Destacan las construcciones y estructuras realizadas mediante la técnica de la “piedra seca”, que en buena medida configuran actualmente el paisaje rural y la forma de entender el cultivo de la viña. Existe toda una enorme muestra de muros de contención u “hormas” de todos los tamaños con ejemplos de elaboradas formas de manipulación de la piedra. En esa misma línea se encuentran las “barracozas”, los “majanos”, barracas, tapias, o los antiguos cercados. Todos ellos con sus diferentes tipologías y con un denominador común, facilitar el trabajo agrícola y proteger los viñedos.

Otros elementos y construcciones que forman parte del paisaje de la vid son las casillas de campo, los aljibes, los abrevaderos, los corrales de campo, los pozos y la red de caminos rurales.

Asimismo existe una amplísima muestra de estructuras y construcciones vinculadas al vino y a su elaboración, así como a su almacenamiento y transformación. En este apartado se encuentran las bodegas de distintas épocas, las cuevas, los trullos, los jaraíces, las chimeneas de alcoholeras, etc., diseminados por todo el territorio.

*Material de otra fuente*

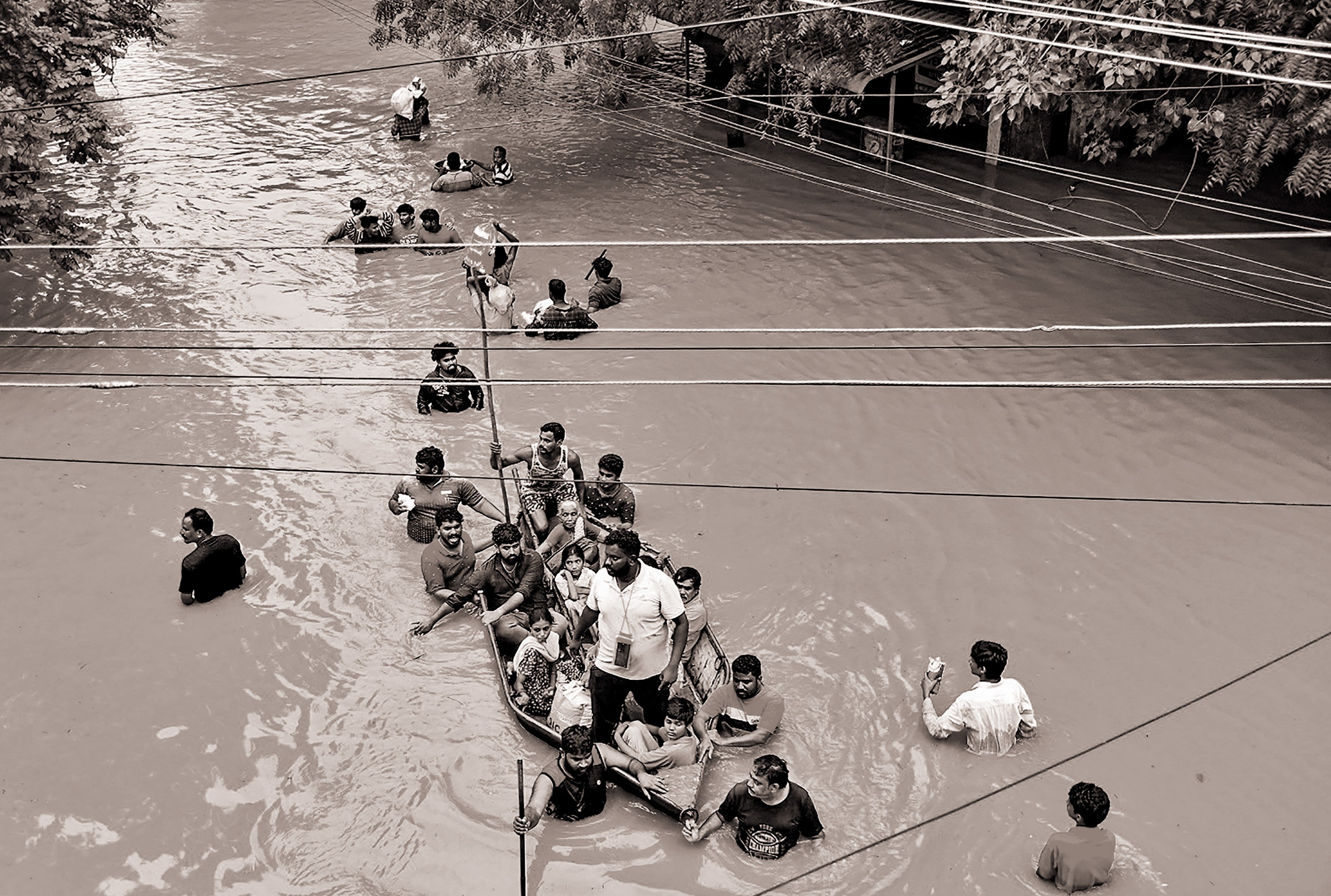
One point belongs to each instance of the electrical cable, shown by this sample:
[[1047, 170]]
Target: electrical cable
[[1297, 304], [1037, 328], [1044, 770], [1174, 63], [1189, 264], [779, 241], [723, 487], [1204, 203], [582, 346], [1166, 28], [1177, 199], [284, 381], [461, 58], [1212, 32]]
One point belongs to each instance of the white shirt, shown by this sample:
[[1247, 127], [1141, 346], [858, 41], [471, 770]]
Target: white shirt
[[642, 610], [992, 715]]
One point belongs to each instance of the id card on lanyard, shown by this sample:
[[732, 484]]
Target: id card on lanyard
[[625, 640]]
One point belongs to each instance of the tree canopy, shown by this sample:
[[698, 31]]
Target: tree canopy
[[54, 54], [1244, 127]]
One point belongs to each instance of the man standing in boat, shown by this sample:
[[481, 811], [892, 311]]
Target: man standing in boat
[[547, 463], [574, 786], [638, 608]]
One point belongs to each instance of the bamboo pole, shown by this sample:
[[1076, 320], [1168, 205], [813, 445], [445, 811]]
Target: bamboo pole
[[490, 398], [522, 838]]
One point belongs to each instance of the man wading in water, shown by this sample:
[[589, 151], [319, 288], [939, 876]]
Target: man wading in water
[[215, 566], [574, 786]]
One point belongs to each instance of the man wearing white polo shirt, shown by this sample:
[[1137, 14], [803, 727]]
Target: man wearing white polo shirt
[[637, 608]]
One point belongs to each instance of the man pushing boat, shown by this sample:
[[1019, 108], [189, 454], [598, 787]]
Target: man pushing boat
[[574, 786]]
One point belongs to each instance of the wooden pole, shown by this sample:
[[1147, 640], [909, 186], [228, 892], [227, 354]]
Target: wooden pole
[[522, 838], [993, 145], [490, 398], [686, 67]]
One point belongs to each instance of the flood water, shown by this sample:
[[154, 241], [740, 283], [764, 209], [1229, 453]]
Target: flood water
[[283, 741]]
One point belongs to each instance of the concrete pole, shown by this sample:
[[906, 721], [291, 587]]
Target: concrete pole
[[995, 145], [892, 120]]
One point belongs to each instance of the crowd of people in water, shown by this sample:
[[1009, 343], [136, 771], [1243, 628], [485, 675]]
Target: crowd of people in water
[[589, 560]]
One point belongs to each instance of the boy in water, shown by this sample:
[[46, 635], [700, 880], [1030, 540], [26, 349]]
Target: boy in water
[[662, 746], [1081, 858], [501, 169]]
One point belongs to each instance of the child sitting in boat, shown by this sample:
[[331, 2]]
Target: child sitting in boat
[[573, 528], [573, 696], [534, 665], [574, 580], [663, 746]]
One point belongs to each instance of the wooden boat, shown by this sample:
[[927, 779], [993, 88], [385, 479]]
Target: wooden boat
[[706, 670]]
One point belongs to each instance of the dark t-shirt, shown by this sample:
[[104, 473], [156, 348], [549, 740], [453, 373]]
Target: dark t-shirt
[[577, 798], [619, 504], [770, 831], [212, 569], [605, 293], [554, 320]]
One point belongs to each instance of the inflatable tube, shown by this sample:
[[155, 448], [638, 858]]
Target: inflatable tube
[[456, 181]]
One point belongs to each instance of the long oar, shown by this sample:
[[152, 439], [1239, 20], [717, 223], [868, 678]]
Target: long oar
[[522, 838], [490, 398]]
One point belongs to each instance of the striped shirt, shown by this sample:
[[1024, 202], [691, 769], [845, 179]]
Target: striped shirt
[[993, 715]]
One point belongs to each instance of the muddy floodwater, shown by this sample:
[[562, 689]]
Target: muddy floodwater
[[284, 741]]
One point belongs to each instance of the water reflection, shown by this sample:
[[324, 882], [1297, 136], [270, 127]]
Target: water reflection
[[315, 754]]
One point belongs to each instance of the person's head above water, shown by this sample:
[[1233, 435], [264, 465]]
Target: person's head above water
[[988, 660], [1088, 805], [575, 741], [444, 350], [506, 534], [196, 525], [557, 433], [432, 460]]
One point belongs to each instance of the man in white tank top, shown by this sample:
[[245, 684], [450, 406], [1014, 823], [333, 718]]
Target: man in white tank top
[[547, 463]]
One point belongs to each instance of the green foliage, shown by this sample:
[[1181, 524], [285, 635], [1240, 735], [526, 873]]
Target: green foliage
[[795, 56], [1244, 127], [54, 51]]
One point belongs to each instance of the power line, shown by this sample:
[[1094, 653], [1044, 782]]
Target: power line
[[325, 382], [581, 346], [1036, 328], [1166, 28], [654, 244], [1306, 305], [461, 58], [1051, 767], [1174, 63], [725, 487], [1213, 32]]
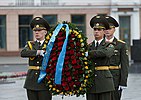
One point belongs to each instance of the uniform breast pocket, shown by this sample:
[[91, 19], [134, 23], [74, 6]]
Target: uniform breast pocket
[[108, 74]]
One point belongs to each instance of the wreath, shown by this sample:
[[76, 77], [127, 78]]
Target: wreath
[[75, 73]]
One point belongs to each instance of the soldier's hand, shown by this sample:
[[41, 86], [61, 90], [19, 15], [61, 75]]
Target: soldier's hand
[[122, 87], [40, 52], [86, 54]]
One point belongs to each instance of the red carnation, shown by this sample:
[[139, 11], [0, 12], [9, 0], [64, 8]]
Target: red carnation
[[54, 59], [78, 44], [60, 34], [67, 88], [69, 78], [72, 35], [74, 61], [64, 83], [60, 43], [68, 74], [67, 58], [72, 45], [61, 38], [71, 51]]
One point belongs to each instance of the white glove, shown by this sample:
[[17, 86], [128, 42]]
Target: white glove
[[86, 54], [122, 87], [41, 52]]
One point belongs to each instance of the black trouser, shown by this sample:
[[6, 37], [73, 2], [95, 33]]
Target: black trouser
[[39, 95], [116, 95], [99, 96]]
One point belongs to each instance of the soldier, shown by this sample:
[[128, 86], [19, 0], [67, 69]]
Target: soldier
[[99, 53], [119, 62], [34, 51]]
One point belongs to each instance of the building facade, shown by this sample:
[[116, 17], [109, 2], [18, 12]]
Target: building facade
[[15, 16]]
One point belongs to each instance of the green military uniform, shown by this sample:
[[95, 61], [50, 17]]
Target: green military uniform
[[35, 90], [119, 64], [103, 79], [100, 57]]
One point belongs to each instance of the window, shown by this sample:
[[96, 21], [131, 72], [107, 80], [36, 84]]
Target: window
[[2, 31], [49, 2], [125, 28], [24, 2], [80, 22], [25, 32], [51, 19]]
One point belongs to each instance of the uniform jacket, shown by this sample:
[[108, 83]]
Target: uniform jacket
[[103, 80], [32, 75], [120, 58]]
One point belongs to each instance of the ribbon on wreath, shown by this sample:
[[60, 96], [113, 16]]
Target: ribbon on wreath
[[60, 60]]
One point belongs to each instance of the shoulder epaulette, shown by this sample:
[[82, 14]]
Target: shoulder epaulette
[[30, 44], [90, 43], [121, 41]]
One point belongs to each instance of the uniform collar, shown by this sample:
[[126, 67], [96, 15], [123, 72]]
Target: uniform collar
[[41, 42], [111, 40]]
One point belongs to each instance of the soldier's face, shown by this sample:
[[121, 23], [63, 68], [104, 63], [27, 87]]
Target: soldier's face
[[40, 34], [98, 33], [109, 32]]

Del mismo modo y representativo también del conjunto tecnológico propio de la viña y el vino son los elementos muebles y utensilios relacionados con su cultivo y posterior transformación. Destaca todo lo relacionado con la tinajería propia de Utiel, donde existió un gran centro de producción cerámica, así como la gran variedad de herramientas agrícolas para el cultivo de viña, utensilios necesarios para la elaboración del vino, su almacenamiento y transporte (cubas, odres, conos etc.).